Andhra style fish curry is most famous and easy fish curry dish which comes from rural regions of the state Andhra Pradesh of India and is popularly known as fish pulusu. It is not only easy to make but is loaded with lots of local Andhra flavours which takes this simple recipe to the next level.
Andhra style fish curry is actually loaded with spices and cooked with tamarind which makes it tangy and and the taste of tamarind makes it extra special, the kind of richness the gravy has is been loved by all.
Andhra style fish curry is popularly served mostly in Andhra Pradesh state of India and is been quite popular in all southern Deccan states of India .
The tangy tamarind flavour of the dish makes it popular among all spicy and tangy fish lovers, if you love fish then this is the food that you should definitely try.
All the ingredients required to make Andhra style fish curry are easily available from the grocery store near you. The process of making this Andhra Style fish curry at home is very simple and easy. So if are anywhere around this world you can still enjoy Andhra flavours at home.
Time is taken to make Andhra style fish curry:
The make it took Andhra style fish curry almost 25 minutes to cook and 15 minutes to prepare all the ingredients.
Number of Servings for Andhra style fish curry:
If follow the given procedure, this would be enough for 4 members.
Andhra Style Fish Curry
- 1 Kg Fish cut into pieces
- 3 Green Chillies slit
- 1 Cup Onions chopped
- 1 Tbsp Ginger-Garlic Paste
- 2 Tbsp Poppy seeds roasted
- 2 Tsp Garam Masala
- Tamarind pulpe as required
- Coriander Leaves freshly chopped
- 1 Tsp Red Chilli Powder
- Curry Leaves
- 1 Bay Leaf
- 4 Cloves
- 1 Inch cinnamon stick
- 1 Tbsp lemon juice for marination
- 1/8 Tspn Turmeric Powder
- Salt as per taste
- 7 Tspn sesame oil
- 1 Tspn fenugreek seeds
- 1 Tspn musturd seeds
- 2 dried red chilli
- 2 Tspn corriander powder
How to Make
Wash the fish and marinate it with lemon juice, red chilli powder, turmeric powder and keep it aside for 30 min.
Heat 6 tablespoons of sesame oil in a pan. Add in the bay leaf, mustard seeds, cumin seeds, fenugreek seeds, dried red chillies and curry leaves. Fry until the curry leaves are crisp.
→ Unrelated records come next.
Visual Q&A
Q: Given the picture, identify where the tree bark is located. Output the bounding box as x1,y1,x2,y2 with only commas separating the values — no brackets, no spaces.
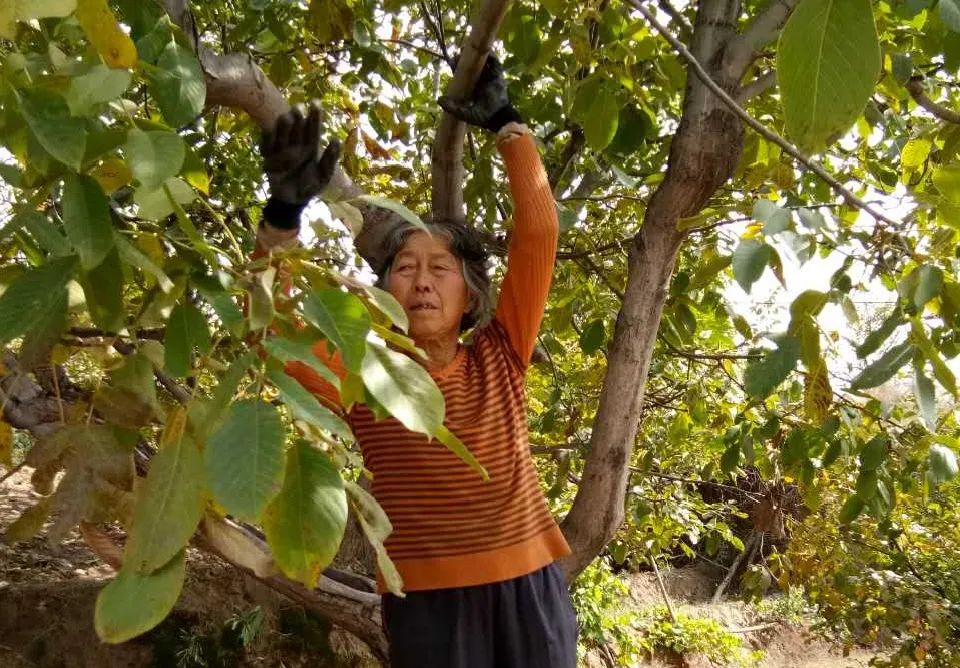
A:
430,0,509,224
562,0,749,579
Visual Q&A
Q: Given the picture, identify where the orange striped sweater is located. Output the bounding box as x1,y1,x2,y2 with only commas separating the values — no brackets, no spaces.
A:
274,124,570,591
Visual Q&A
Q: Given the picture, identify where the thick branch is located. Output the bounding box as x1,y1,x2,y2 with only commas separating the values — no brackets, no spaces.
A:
726,0,800,71
907,77,960,124
163,0,402,269
737,70,777,104
627,0,899,227
431,0,509,221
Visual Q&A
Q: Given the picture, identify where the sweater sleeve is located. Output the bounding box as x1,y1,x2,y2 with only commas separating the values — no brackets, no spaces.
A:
495,123,559,368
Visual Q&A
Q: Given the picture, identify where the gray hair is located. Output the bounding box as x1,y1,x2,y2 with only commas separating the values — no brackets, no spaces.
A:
374,223,492,332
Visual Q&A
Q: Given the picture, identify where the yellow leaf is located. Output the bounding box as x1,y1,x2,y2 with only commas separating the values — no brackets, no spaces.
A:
740,223,763,239
76,0,137,69
90,158,133,195
0,420,13,468
803,358,833,425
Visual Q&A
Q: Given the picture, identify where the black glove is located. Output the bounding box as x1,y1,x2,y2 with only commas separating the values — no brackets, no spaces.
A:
437,55,523,132
260,102,340,229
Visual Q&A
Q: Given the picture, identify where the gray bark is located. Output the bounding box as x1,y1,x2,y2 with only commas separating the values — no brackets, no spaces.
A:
562,0,749,579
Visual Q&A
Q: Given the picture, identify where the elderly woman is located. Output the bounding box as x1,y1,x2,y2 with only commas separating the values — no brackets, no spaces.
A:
258,58,577,668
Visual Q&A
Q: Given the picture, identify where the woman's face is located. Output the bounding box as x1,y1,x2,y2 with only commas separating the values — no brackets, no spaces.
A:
388,231,470,342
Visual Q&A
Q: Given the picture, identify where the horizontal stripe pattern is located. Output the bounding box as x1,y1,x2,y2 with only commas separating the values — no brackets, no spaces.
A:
287,126,570,592
350,321,568,576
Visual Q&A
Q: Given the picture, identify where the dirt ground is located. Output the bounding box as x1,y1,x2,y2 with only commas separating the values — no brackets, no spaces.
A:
0,473,871,668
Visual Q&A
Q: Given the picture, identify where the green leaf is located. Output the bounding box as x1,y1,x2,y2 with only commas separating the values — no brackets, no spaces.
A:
743,336,800,398
365,285,410,333
203,399,284,523
913,364,937,431
927,444,958,485
80,248,124,332
263,441,347,588
345,482,403,596
113,233,173,292
776,0,881,151
17,211,73,257
303,288,370,373
124,409,205,573
753,199,792,237
850,341,914,390
837,494,864,524
164,301,211,378
20,89,87,172
150,40,207,127
0,255,77,343
66,64,132,116
910,317,957,396
580,320,607,355
268,369,353,440
347,195,427,231
133,178,196,220
857,309,903,359
187,350,256,442
900,137,933,170
608,104,657,156
860,434,890,471
93,550,186,643
720,443,740,473
123,128,185,190
247,265,277,331
361,343,444,437
733,239,772,293
937,0,960,32
193,276,244,335
437,425,490,480
913,264,943,310
583,84,620,151
93,352,163,429
63,174,113,271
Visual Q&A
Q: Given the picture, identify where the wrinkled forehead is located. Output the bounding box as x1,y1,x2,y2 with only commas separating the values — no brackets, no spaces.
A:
396,230,459,259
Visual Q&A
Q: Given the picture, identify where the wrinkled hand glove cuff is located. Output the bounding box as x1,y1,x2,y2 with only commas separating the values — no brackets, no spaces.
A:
487,105,523,132
263,197,307,230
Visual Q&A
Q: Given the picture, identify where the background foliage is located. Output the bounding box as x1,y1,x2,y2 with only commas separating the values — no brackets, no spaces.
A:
0,0,960,665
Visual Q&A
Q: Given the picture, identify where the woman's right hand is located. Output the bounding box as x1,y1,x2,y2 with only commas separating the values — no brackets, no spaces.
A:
260,101,340,210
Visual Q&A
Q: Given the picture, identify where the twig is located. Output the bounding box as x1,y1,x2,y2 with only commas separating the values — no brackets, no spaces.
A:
711,529,760,603
657,0,693,40
627,0,899,227
907,76,960,124
650,552,677,624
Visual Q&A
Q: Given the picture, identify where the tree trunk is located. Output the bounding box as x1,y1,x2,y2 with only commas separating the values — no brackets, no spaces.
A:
562,0,749,579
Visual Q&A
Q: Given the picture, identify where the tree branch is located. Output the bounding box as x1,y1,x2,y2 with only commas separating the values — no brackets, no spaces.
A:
162,0,403,276
725,0,800,71
907,76,960,124
736,70,777,104
431,0,509,223
627,0,899,227
657,0,693,41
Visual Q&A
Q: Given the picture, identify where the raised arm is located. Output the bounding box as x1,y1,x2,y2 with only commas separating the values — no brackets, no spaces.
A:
439,56,559,367
496,123,559,366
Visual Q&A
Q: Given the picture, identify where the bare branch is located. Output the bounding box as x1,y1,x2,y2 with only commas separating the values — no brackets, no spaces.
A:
725,0,800,71
737,70,777,104
657,0,693,41
907,76,960,124
163,0,404,269
431,0,509,221
627,0,899,227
Add in the ginger garlic paste, chopped green chillies and finely chopped onions. Add green chillies according to your taste. Fry till they are lightly brown.
Soak lemon, tamarind in 2 cups of water. Let it soak for 15 minutes. Make a pulp by squeezing the tamarind well. Strain the pulp. Set aside.
Add in tamarind pulp. Add in a teaspoon of turmeric powder, 1 teaspoons of red chilli powder and 2 teaspoons of coriander powder (dhania). Add in the salt. Add 2 more cups of water and cook well.
Simmer the gravy for 10 minutes covered on a low flame . After 10 minutes the oil would start to float on top. That is a sign that the gravy has been cooked.
Add in the fish pieces and let it cook for 8 minutes on low flame.
Add the garam masala powder to the pan. Simmer for a minute.
Garnish the curry with corriander leaves and serve it with steamed rice.